Geraldine Monk was born in Blackburn, Lancashire in North West of England. She has been an active member of the British poetry scene since the mid-seventies and over the years has been the recipient of various awards and commissions. Her poetry has been the subject of many critical studies including Zoё Skoulding’s Experimental Cities, David and Christine Kennedy’s Body, Time & Locale and Adam Piette in Poetry Review. The Salt Companion to Geraldine Monk, edited by Scott Thurston appeared in 2006. Major collections of her work include Interregnum (Creation Books), Escafeld Hangings (West House Books), Lobe Scarps & Finials (Leafe Press) and Ghost & Other Sonnets (Salt Publishing). In 2012 she edited Cusp: Recollections of Poetry in Transition (Shearsman Books). They Who Saw the Deep was published by Free Verse Editions/Parlor Press in 2016. She is an affiliated poet at the Centre for Poetry and Poetics, Sheffield University.

John Myers lives in Tucson, Arizona, where he works as a social worker with older adults. He graduated from Oberlin College with a degree in biology and from the University of Montana with an MFA in poetry. Recent work has been published in Aufgabe, Denver Quarterly, Fence, Transom, and Flag + Void. His newest project is called Mudship.

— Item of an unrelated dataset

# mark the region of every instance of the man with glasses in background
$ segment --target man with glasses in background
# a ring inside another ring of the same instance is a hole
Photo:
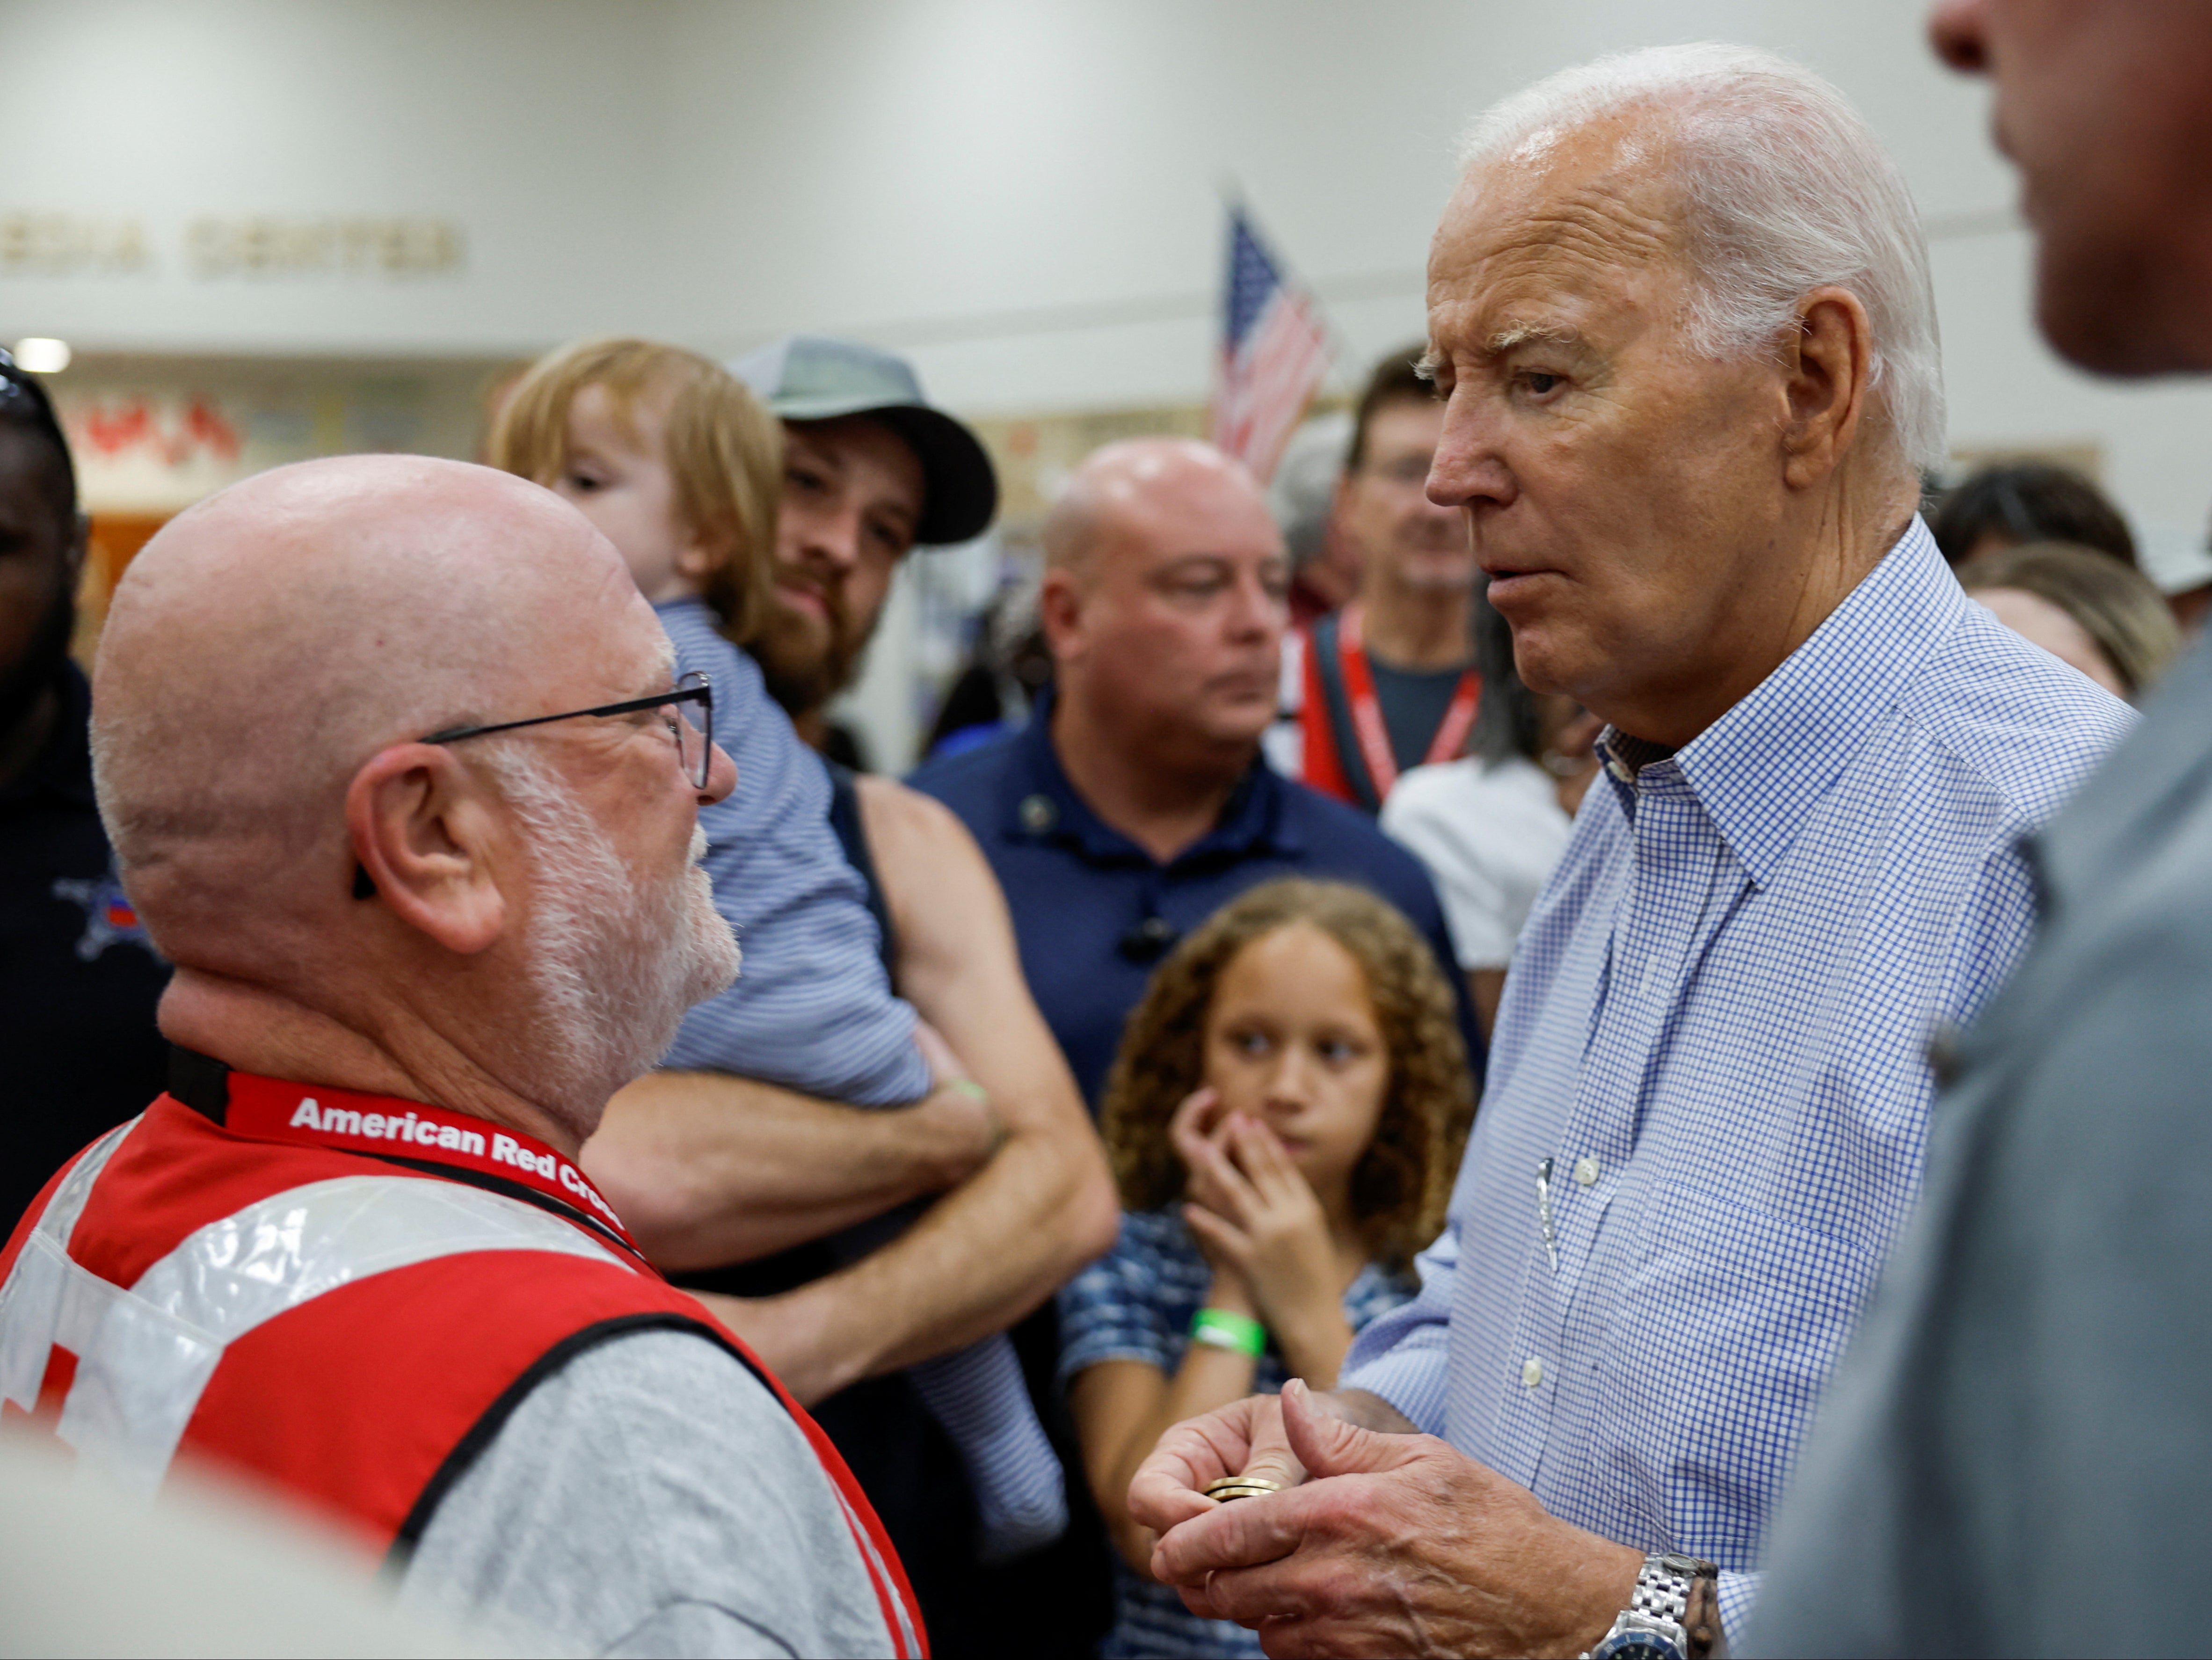
[[[1285,642],[1271,759],[1327,795],[1379,812],[1399,775],[1466,753],[1482,683],[1467,521],[1428,498],[1443,405],[1421,349],[1375,367],[1337,485],[1336,528],[1358,549],[1358,591]]]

Erica Peplin is a writer who lives in New York. I've been published by Hobart and McSweeney's.

Sarah Perkins is a graduate student of English Literature at North Carolina State University where she studies poetry both classic and contemporary. She lives in Raleigh, North Carolina with her husband.

Robert Yerachmiel Snyderman is a doctoral student in English Literature at the University of Arizona and works as Program Specialist at the Jewish History Museum/Holocaust History Center in Tucson. His work culminates at the interstices of performance, visual art, and poetics, having over the last decade exhibited installations in galleries in New York City and Amsterdam, written and directed seven plays, and published essays and poems in many literary journals, including University of Toronto Journal of Jewish Thought, Colorado Review, and Jacket2.

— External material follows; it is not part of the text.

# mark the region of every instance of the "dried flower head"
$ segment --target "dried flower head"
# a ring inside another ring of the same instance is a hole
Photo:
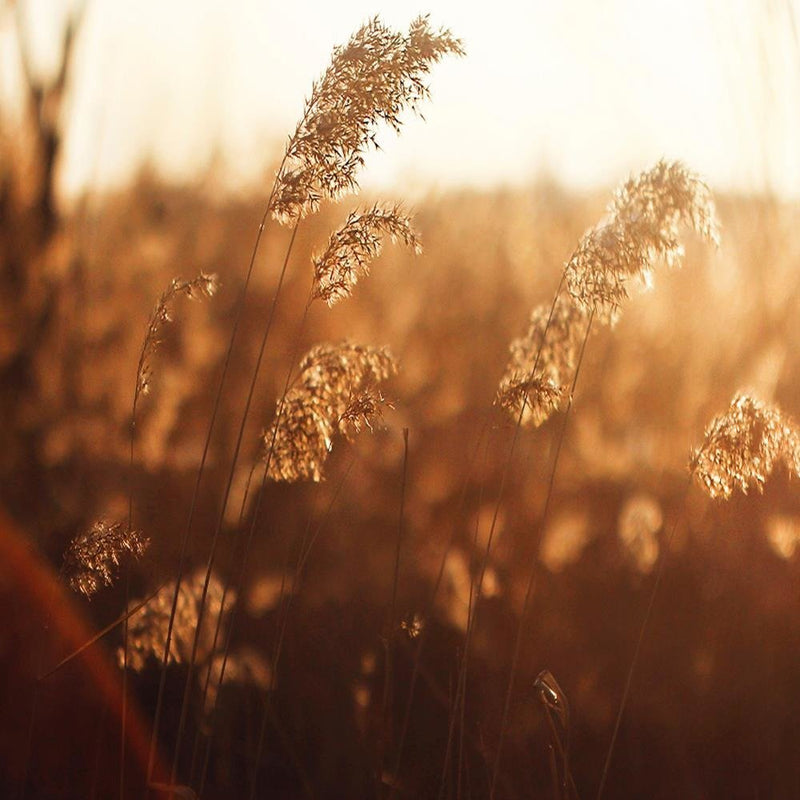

Jake Syersak is the author of Yield Architecture (Burnside Books, forthcoming), and the chapbooks "Notes to Wed No Toward" (Plan B Press), "Impressions in the Language of a Lantern' s Wick" (Ghost Proposal) and "These Ghosts / This Compost: An Aubadeclogue" (above/ground Press). He currently lives in Athens, GA, where he is pursuing a PhD in English and Creative Writing at the University of Georgia. He edits Cloud Rodeo and serves as contributing editor to Letter Machine Editions.

Erick Verran's poetry is forthcoming in Little Star, Gargoyle Magazine, and Hollow, a small press based in Boston. He is preparing an article for The Journal of Pre-Raphaelite Studies as well as a full-length manuscript for punctum books.